Pour sa part, elle doit d’avoir réussi à concilier le travail et la famille à son mari Claude, toujours présent, et à sa nounou Magalie, une femme d’origine haïtienne à propos de laquelle elle ne tarit pas d’éloges.

Pauline Marois a occupé parmi les plus hautes fonctions qui soient: présidente du Conseil du trésor, ministre des Finances, ministre de l’Éducation, ministre de la Santé. Le livre est l’occasion pour elle de rappeler ses nombreuses réalisations à chaque poste.

À la lecture de ses faits d’armes, j’ai réalisé qu’on n’a pas toujours été généreux à les reconnaître. Sa contribution à la vie publique a été immense, et elle se charge de nous le rappeler, avec fierté, mais en prenant soin de rappeler les doutes qu’elle a eus à chaque étape et le travail inlassable pour arriver aux résultats escomptés. On n’est jamais mieux servi que par soi-même, dirions-nous. Sa conviction indépendantiste procède de cette même attitude.

La vie de cette femme increvable, que Stéphane Laporte a un jour appelée «la femme de béton», ne compte pas beaucoup de temps morts. Victoires retentissantes, défaites cinglantes, années fastes, traversées du désert, Pauline Marois nous amène à faire avec elle son parcours de combattante en révélant des choses qu’elle avait jusqu’ici gardées pour elle. Sans rancune, ni amertume, mais sans complaisance non plus pour ceux, nombreux sur son chemin, qui l’ont étrillée.
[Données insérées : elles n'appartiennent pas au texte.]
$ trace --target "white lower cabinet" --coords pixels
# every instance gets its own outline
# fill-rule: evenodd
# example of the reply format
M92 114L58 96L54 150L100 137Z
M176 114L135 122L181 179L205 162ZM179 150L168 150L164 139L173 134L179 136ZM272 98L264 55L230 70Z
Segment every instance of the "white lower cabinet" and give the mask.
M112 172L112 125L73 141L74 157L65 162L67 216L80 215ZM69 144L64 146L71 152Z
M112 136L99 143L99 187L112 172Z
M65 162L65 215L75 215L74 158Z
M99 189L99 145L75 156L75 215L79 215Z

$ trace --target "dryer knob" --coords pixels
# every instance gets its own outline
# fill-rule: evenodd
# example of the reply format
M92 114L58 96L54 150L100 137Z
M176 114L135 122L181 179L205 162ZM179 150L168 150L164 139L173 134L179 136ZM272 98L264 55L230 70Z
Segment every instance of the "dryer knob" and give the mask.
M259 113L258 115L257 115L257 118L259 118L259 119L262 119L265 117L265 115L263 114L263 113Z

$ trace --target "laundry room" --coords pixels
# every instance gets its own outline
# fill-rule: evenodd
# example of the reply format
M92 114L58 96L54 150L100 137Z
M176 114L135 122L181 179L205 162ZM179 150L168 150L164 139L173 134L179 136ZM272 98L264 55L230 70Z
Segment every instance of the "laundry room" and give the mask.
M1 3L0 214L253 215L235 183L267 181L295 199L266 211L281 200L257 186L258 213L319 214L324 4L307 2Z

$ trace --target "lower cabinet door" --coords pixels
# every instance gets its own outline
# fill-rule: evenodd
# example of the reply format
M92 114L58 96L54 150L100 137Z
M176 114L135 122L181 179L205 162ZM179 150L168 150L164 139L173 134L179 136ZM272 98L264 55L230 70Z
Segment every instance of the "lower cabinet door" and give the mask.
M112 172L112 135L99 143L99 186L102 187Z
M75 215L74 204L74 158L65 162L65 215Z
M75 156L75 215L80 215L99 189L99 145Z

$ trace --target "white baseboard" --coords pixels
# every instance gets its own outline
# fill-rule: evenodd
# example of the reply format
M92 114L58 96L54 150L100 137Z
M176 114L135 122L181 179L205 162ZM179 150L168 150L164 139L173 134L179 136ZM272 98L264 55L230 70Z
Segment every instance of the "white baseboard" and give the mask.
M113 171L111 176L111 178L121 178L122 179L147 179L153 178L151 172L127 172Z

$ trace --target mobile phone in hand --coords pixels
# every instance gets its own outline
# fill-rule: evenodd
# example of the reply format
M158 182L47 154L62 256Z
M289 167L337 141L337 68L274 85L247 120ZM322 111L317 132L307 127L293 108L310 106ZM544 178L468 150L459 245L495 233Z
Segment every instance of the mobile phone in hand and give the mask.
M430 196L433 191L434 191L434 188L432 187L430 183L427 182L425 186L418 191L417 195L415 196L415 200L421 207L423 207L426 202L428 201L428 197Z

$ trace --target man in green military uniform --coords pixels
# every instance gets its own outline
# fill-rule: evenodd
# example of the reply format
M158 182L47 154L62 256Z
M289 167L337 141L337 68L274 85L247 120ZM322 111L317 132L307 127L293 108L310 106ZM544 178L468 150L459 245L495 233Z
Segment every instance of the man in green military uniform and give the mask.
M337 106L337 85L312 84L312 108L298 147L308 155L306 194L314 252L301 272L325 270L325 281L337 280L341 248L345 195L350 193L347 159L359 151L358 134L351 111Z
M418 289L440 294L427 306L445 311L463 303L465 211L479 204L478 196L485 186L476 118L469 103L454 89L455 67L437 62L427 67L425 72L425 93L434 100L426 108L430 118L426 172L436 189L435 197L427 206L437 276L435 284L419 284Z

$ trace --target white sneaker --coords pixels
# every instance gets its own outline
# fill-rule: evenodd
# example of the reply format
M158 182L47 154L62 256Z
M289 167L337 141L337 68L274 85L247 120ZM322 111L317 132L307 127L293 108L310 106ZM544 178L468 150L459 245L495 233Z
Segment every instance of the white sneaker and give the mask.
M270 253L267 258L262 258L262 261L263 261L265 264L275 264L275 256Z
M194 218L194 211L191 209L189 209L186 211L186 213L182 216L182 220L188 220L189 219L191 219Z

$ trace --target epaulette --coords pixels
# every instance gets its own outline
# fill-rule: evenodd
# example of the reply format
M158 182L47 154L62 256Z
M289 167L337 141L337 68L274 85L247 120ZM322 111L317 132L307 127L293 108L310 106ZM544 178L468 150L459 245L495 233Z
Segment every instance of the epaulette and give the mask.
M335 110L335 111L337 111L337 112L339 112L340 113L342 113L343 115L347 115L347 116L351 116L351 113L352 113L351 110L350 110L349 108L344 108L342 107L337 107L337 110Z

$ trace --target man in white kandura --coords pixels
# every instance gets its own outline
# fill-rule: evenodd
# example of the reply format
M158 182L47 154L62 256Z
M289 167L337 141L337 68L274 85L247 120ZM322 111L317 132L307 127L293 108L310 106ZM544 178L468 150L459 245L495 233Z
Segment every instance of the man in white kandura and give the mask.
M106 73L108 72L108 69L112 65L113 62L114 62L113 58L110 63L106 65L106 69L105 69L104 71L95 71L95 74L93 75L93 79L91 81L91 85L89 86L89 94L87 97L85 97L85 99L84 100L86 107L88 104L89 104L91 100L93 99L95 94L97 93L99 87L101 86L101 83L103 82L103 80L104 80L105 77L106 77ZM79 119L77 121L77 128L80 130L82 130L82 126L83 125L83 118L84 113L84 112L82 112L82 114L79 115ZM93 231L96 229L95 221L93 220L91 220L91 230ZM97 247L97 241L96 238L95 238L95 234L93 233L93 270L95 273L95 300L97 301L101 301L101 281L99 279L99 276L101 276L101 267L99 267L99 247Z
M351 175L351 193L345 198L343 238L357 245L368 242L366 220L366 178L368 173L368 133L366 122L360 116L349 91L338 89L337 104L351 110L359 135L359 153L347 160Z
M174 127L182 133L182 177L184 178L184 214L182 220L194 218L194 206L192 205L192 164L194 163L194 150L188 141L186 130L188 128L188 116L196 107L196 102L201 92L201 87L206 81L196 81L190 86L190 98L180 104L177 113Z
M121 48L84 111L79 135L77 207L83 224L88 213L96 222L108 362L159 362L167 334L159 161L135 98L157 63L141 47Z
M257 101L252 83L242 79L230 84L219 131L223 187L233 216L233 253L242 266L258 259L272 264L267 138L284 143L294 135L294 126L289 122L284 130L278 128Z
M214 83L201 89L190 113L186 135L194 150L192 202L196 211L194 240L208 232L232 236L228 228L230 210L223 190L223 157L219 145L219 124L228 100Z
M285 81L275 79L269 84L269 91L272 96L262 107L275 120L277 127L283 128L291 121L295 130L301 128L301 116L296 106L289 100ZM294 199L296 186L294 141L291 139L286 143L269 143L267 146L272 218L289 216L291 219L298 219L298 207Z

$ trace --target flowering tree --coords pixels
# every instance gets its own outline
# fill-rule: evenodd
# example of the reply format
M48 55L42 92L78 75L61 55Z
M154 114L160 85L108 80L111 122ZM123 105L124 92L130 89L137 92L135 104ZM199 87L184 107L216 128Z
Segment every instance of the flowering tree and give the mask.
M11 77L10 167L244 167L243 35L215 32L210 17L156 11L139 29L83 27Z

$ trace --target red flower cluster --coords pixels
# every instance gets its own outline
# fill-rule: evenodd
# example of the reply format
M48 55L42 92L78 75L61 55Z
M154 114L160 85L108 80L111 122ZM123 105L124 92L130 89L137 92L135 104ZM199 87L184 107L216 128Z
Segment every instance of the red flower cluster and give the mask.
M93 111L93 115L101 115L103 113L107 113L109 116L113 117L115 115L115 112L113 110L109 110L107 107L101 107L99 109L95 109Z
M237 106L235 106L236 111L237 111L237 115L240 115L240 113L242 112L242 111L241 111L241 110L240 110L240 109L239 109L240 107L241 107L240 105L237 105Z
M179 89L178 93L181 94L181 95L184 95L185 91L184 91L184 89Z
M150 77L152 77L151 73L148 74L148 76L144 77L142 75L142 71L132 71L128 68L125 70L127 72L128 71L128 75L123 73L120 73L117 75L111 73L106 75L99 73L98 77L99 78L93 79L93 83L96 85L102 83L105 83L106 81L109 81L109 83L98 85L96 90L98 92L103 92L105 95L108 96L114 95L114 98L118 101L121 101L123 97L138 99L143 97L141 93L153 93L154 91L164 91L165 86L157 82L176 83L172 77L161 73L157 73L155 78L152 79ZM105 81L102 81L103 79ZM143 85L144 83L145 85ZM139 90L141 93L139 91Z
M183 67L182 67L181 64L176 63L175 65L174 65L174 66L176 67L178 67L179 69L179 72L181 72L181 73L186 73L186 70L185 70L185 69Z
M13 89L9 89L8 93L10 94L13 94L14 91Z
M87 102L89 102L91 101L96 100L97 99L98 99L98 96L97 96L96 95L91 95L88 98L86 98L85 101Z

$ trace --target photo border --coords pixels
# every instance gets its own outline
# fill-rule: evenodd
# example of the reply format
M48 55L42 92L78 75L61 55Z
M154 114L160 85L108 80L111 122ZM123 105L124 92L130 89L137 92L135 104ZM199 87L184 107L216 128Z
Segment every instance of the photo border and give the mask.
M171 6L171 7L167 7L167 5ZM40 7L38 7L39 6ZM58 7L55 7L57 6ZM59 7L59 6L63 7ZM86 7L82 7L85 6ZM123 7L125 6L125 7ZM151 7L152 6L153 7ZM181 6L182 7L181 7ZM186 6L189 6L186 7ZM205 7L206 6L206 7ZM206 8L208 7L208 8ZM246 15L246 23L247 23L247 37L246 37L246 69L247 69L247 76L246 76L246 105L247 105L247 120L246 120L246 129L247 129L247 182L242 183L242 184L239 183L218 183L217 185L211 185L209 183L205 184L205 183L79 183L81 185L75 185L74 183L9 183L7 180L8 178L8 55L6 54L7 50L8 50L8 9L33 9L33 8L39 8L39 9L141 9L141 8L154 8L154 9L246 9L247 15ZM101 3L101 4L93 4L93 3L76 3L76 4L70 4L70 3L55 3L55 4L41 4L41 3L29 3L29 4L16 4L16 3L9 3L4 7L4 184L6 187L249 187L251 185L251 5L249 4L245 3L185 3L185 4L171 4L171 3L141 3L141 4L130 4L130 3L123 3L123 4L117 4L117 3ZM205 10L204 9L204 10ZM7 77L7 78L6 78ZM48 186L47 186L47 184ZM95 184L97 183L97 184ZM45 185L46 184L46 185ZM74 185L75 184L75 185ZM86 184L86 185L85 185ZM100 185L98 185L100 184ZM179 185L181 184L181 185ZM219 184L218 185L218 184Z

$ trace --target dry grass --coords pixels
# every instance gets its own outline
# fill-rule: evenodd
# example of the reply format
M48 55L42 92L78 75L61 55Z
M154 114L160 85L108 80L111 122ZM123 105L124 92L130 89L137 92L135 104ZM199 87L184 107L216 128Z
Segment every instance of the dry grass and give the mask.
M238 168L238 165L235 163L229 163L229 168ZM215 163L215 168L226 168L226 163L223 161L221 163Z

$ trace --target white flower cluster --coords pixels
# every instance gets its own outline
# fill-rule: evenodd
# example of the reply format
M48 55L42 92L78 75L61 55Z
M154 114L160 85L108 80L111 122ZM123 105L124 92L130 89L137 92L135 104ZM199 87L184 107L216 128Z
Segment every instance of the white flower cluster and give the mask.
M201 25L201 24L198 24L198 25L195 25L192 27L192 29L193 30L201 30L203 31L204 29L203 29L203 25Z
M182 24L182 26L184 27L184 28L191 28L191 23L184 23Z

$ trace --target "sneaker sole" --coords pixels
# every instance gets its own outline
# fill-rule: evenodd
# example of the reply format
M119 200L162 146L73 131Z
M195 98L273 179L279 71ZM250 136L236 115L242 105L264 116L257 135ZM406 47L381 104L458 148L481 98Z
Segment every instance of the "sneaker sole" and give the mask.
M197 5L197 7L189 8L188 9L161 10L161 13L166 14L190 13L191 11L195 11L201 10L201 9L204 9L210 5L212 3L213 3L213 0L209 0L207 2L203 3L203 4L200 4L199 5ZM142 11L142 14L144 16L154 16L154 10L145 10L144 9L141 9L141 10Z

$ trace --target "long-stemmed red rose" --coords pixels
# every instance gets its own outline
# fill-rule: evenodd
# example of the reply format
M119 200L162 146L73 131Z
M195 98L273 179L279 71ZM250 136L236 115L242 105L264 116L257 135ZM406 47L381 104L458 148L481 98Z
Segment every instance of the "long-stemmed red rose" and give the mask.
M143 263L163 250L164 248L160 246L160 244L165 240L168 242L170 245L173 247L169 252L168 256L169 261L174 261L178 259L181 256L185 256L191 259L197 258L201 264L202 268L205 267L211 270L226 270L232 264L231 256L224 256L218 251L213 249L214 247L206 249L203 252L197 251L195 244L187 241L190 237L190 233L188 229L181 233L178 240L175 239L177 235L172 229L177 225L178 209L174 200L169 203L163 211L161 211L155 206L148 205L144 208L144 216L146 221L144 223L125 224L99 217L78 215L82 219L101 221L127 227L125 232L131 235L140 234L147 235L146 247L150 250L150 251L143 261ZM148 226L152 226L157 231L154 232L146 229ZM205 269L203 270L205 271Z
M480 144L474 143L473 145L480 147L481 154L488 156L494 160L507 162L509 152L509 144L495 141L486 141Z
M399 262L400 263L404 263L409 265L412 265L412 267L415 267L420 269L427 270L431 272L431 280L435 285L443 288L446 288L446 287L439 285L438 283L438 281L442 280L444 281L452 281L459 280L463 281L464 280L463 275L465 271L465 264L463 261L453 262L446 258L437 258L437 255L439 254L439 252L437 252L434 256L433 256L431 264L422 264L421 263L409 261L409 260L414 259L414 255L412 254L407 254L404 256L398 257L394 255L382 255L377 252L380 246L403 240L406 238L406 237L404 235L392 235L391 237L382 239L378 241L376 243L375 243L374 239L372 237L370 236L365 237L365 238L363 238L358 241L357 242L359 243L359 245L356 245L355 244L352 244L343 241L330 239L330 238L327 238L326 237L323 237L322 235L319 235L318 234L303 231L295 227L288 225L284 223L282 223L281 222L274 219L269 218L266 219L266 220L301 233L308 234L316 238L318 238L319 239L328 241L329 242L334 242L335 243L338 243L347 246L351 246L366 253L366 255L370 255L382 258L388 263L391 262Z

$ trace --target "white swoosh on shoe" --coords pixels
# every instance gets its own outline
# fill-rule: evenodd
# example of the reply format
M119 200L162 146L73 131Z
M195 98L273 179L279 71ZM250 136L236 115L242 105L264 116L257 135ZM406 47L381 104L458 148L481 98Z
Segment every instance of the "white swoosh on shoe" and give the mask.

Pas évident de faire sa place dans ce parti reconnu pour collectionner les crises internes les plus déchirantes et les coups d’éclat les plus rocambolesques. La dernière ligne droite lui aura demandé beaucoup de résilience. Être battue par André Boisclair à la course à la direction en 2005, remplacer son rival démissionnaire deux ans plus tard, reconstruire un parti en lambeaux, se farcir cinq ans sur les banquettes d’opposition, et finalement être élue, en 2012, à la plus haute fonction. Et le jour où elle touche enfin l’objectif visé, un attentat contre sa personne vient ternir cette journée où le Québec se donne pour la première fois une femme comme première ministre.

Cette autobiographie ne se termine pas en fade out. Le décompte de toutes les mesures adoptées par le gouvernement minoritaire de Pauline Marois donne le tournis, le retour sur la tragédie de Lac-Mégantic offre les pages les plus émouvantes, le récit de la campagne électorale fatidique de 2014 rappelle combien la politique québécoise est pleine de rebondissements.

Voilà donc une autre autobiographie de femme politique qui va au-delà du pouvoir pour nous raconter une partie de notre histoire.

VU: Aznavour, le regard de Charles

Avec Aznavour, le regard de Charles, le célèbre auteur-compositeur-interprète, disparu il y a exactement deux ans, nous offre une sorte d’autobiographie filmée posthume.

Les images de ce film, c’est Aznavour lui-même qui les a tournées au fil de sa vie, avec une caméra qui le suivait partout, et quand je dis partout, c’est vraiment partout. New York, Hong Kong, Moscou, Dakar, Casablanca, Erevan en Arménie, le pays de ses ancêtres, en Bolivie, au Québec, à Montmartre, en vacances en Provence, à la mer, en tournage avec Lino Ventura, improvisant au piano, au bras de sa blonde Ulla.

Par-dessus ces archives étonnantes, un texte écrit par Aznavour narré par le comédien Romain Duris dans lequel le petit Aznavourian raconte sa quête pour devenir grand et célèbre, son désir de voir le monde. Et à travers ce véritable kaléidoscope, on a intercalé quelques chansons pour titiller notre nostalgie, notamment La bohème, For me, formidable et bien sûr Emmenez-moi. Une heure et demie bien tassée, on en aurait pris plus.

Le film sort dans plusieurs salles à travers le Québec, cela vaut la peine de les nommer: Sherbrooke, Gatineau, Trois-Rivières, Sainte-Adèle, Saint-Hyacinthe, Chicoutimi, Jonquière, Joliette, Drummondville, Shawinigan, Granby, Valleyfield, Sorel-Tracy, Rimouski. Malheureusement, les villes des régions rouges en seront privées.